My one carp for the year (Photo courtesy of my 5 year old daughter)



This should have been my 2nd carp of the year. Nope.


These should have been my 3rd through 11th carp of the year.
I couldn't convince them that their pending spawning ritual was over-rated.



12th carp of the year?


When this guy motored up and asked me what I was fishing for I said, "same as you."
A carp bow-hunter. This guy thwacked 2 fish and then was kind enough to let me use his spare bow to shoot high and miss two fish...damn refraction!



My one 'gill for the year...obviously post-spawn.
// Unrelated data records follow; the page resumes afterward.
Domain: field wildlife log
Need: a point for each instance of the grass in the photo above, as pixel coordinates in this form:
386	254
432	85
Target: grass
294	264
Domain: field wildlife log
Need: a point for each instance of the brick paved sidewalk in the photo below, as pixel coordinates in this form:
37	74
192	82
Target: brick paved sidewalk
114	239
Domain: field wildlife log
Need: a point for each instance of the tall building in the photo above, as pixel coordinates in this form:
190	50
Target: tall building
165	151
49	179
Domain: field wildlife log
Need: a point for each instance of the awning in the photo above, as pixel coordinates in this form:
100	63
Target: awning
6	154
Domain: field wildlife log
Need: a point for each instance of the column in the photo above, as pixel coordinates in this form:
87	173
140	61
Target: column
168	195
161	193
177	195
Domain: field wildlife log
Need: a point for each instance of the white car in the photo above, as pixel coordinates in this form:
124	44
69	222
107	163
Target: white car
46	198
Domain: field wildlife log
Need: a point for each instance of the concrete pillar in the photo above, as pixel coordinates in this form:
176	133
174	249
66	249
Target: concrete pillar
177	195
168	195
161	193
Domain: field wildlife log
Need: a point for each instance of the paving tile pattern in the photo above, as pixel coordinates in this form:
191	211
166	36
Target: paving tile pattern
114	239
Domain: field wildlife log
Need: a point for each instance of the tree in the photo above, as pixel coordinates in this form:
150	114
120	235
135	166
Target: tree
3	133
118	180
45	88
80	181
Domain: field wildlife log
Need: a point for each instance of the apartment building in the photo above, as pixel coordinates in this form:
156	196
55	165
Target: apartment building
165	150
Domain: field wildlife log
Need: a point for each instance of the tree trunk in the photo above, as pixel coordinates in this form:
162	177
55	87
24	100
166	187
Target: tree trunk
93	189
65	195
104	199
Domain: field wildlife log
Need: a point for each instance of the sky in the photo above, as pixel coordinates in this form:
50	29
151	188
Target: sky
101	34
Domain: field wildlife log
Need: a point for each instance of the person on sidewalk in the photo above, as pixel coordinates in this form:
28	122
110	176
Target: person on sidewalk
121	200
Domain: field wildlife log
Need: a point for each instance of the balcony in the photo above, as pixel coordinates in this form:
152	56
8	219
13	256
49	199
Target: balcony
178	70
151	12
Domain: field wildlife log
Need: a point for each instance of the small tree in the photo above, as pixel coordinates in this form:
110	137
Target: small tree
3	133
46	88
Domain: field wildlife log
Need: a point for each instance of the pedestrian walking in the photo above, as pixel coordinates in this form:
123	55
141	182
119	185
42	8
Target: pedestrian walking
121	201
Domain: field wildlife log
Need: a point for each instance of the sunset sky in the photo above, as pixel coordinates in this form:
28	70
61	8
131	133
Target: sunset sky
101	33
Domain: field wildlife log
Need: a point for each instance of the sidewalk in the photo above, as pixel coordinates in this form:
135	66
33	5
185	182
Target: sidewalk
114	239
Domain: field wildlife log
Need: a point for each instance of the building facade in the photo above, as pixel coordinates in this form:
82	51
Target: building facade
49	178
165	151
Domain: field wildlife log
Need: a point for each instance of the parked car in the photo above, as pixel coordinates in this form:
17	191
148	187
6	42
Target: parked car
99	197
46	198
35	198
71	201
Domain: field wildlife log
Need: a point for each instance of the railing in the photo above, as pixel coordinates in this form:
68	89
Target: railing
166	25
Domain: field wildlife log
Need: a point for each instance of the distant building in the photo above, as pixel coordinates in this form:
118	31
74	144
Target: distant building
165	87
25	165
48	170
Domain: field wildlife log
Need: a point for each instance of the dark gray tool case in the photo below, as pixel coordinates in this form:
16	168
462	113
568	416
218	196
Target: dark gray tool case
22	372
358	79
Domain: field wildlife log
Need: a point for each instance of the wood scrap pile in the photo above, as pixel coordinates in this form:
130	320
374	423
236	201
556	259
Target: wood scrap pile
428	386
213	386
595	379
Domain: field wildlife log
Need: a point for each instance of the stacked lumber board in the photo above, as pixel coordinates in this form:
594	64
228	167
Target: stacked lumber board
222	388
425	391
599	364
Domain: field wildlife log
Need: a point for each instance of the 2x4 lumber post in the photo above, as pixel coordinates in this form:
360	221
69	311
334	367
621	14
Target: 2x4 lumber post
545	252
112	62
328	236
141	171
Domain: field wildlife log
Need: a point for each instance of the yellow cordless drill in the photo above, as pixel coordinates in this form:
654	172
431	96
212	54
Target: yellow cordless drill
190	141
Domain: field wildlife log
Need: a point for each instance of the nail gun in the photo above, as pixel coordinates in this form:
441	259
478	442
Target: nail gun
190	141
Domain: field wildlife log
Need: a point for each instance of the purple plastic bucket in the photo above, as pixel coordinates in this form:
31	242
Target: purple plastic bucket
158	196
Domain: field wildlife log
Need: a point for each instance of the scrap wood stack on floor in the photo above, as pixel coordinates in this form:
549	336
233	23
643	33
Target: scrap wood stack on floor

I snapped this hex photo with high hopes that a heavy hatch of his cousins would provide me with total fricken glee. Nothing happened. Shoulda been here last night.


The sulphurs didn't even elicit a surface response...


The coolest thing about mojo is...mojo. My bro and I discussed the mystery of walleyes on the fly during non-hatch periods, while we drove up to a lake he frequents. He captained the boat to a "spot" he knows, gave me the first couple of throws and then caught this fish on his first or second cast. That's mojo.


One 8" Brook Trout was caught here...My wife's father isn't above drowning a worm.


A white bass falls victim to my streamer during my trip to the Big River last weekend.


I caught every last one of them. Finally some bona-fide CATCHING.
I'd forgotten how hard these fish can pull.

An 8 weight is NOT too much rod for a river Smallie.